25. The 1st defendant, Ananthagopal who is the appellant in A.S.No.817 of 2010 and the beneficiary of the release deed was examined as DW.4. He admitted that on the date of release deed, Chandra and Kavitha were minors and no permission of the competent court was obtained for releasing their right in the property, this admission besides the other reasons sufficient to hold Ex.B26 as void and non-est. He further admitted that he did not go to the registrar office for registration of the release deed. However, evidence available to show he was present and induced the plaintiffs to sign Ex.B26.
26. The witnesses, who had spoken about the registration of the document, did not depose whether the contents of the deed read over to the signatory or not. DW.1, the power agent of the 1st defendant, who sold the suit properties to the defendants 3 and 4, deposed that he and his maternal uncle, one Subramania Pillai were present in the Sub Registrar’s office at the time of execution of the release deed.
27. Based on the release deed obtained by misrepresentation, the 1st defendant got an exparte order at Seychelles and transferred the properties of Krishnasamy Pillai in his name. DW.2, one of the witnesses to the release deed, deposed that the parties had signed in the office of the Advocate Ameerudeen and thereafter, the document was taken to the Sub Registrar’s office. Whereas, the 1st plaintiff had deposed that she had signed the document under the misrepresentation by her son that her signature was required for administering the property at Seychelles.
28. DW.2 is one of the attesting witness could not recollect whether DW.1 was present at the Sub Registrar’s office, when the release deed got registered. DW.3, Kesavalu, the scribe of the document, in contrary to the evidence of DW.2, had deposed that the document was prepared in his office and the signatures of the parties were obtained there itself. About his credential, certain questions were asked in cross-examination and he admitted that he had previously arrested and a case was pending against him for offences relating to forgery of documents and cheating.
29. The release deed prepared in a stamp paper valued at Rs.22.50 and dated 04.10.1990. While the instrument Ex.B26 is dated 08.10.1990. Whereas, DW.3 had deposed that only on his instructions the stamp paper for value of Rs.22.50 was purchased on the date on which he prepared the document. This has discredited the witness, who has spoken about the due execution of the release deed, Ex.B26. Further, the release deed does not contain any schedule of the property nor was prior permission of the Court to deal with the property in which minors had an interested in the property.
30. The trial Court has rightly held Ex.B26 not a valid document. In respect of the alienation of the suit property in favour of the defendants 3 and 4, the learned counsel for the respondent submitted that the purchasers pendenti lite has failed to prove passing of consideration and bonafideness while so, the trial Court has rightly allowed the suit for partition.
31. To buttress his submission, the learned counsel for the respondents 1 to 6 has relied upon following judgments:
1. Sakkarathayammal and 3 others vs.

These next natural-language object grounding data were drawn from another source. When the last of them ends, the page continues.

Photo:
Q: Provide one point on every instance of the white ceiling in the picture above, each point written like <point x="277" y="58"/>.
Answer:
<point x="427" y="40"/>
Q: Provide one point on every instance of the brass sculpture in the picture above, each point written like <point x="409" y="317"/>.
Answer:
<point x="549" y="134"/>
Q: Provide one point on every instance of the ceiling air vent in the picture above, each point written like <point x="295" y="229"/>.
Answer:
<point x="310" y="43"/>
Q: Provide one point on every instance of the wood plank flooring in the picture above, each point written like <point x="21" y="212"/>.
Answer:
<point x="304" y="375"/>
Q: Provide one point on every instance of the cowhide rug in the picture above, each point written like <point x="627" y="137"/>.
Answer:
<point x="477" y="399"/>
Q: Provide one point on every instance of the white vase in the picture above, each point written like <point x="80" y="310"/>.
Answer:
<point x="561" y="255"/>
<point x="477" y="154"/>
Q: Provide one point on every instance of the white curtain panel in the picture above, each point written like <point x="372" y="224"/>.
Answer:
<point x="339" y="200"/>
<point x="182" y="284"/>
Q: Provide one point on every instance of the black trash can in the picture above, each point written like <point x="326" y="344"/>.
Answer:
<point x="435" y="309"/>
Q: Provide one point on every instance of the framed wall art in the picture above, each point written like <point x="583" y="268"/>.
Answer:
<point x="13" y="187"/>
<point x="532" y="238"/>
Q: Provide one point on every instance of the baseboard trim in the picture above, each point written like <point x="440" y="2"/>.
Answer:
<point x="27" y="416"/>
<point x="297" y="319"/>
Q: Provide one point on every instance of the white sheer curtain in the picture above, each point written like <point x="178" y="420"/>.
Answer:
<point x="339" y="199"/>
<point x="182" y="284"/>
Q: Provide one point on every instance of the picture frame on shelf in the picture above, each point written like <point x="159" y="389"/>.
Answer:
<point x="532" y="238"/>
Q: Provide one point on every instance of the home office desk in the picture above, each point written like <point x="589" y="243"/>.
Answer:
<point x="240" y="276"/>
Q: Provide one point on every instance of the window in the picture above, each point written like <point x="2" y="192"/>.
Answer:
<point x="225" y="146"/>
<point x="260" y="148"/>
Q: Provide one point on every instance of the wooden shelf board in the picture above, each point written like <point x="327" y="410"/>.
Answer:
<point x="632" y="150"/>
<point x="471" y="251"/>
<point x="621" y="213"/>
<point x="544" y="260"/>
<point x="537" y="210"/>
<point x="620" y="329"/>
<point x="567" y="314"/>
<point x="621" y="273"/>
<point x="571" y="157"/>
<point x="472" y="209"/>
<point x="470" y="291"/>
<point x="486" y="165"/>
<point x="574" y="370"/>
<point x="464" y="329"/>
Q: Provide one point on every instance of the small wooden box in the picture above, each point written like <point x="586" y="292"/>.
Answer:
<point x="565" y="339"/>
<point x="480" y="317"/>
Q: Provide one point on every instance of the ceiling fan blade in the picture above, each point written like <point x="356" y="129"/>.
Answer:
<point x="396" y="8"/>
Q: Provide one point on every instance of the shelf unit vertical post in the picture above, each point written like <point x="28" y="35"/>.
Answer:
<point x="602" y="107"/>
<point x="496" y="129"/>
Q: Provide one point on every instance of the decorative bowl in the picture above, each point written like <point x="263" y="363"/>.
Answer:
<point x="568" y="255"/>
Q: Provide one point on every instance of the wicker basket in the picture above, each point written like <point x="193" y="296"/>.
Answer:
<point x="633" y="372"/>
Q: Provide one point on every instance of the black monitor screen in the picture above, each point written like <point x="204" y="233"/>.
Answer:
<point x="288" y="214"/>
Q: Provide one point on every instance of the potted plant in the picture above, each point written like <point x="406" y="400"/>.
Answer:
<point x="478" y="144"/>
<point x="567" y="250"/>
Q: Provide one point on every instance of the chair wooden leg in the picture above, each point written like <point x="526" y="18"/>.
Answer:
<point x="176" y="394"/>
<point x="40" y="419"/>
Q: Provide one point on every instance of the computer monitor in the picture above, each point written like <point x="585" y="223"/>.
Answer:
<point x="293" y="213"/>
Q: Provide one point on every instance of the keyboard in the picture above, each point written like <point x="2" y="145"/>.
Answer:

Shanmugavel Chettiar and 7 others reported in (1990) 1 LW 475.
2. Kallathil Sreedharan Vs. Komath Pandyala Prasanna reported in 1996 6 SCC 218
3. Thirumalai Vadivu Ammal (died) and 4 others reported in 1999 II CTC 275
4. Krishna Mohan Kul Alias Nani Charan Kul and another -vs- Pratima Maity and others reported in 2004 (9) SCC 468
5. Suguna and another Vs. Viinod G.Nehemiah and others reported in 2008(2) CTC 433
6. Venigalla Koteswaramma -vs- Malyampati Suryamba and others reported in (2021) 4 SCC 246
7. Ponnusamy Vs. Govindan and another reported in 2022(2) CTC 770
32. Discussion:-
Before going into merits of these appeals, certain facts admitted or not controverted need to be recapitulated for convenience and better appreciation. They are:-
(i) Late Krishnasami Pillai had the suit properties as well as few more properties in Mahe, Sey chelles, while he died on 04.08.1990.
(ii) The said Krishnasami Pillai died leaving behind his mother, Marimuthammal, wife Vedavalli and five daughters ( two among them minors) and one son. On the date of his death, except one daughter, others were spinsters not married.
(iii) The only son was with the father assisting him in the business and managing the properties both in Karaikkal District of Pondicherry and in Mahe, Seychalles.
(iv) On the death of Krishnasami Pillai. General power of attorney was given to the son by other legal heirs vide document dated 17.09.1990. This deed of power authorise the son to deal with movables, immovables in India and abroad as well the “General Merchant Business at Mahe, Seychelles.
(v) The sole witness for the plaintiffs had deposed that she came to know about the release deed Ex.B26 in the year 2001, when she was in Seychelles to attend the house warming ceremony conducted by her son and she questioned about it to her son, who said she can do whatever she want. In view of the release given by the plaintiffs, he had become the owner of the properties.
(vi) The suit for partition filed on 28.02.2007 stating the cause of action for the suit arose at Karaikkal on 10.11.2006, 21.11.2006, 28.11.2006, 30.11.2006 and subsequent days.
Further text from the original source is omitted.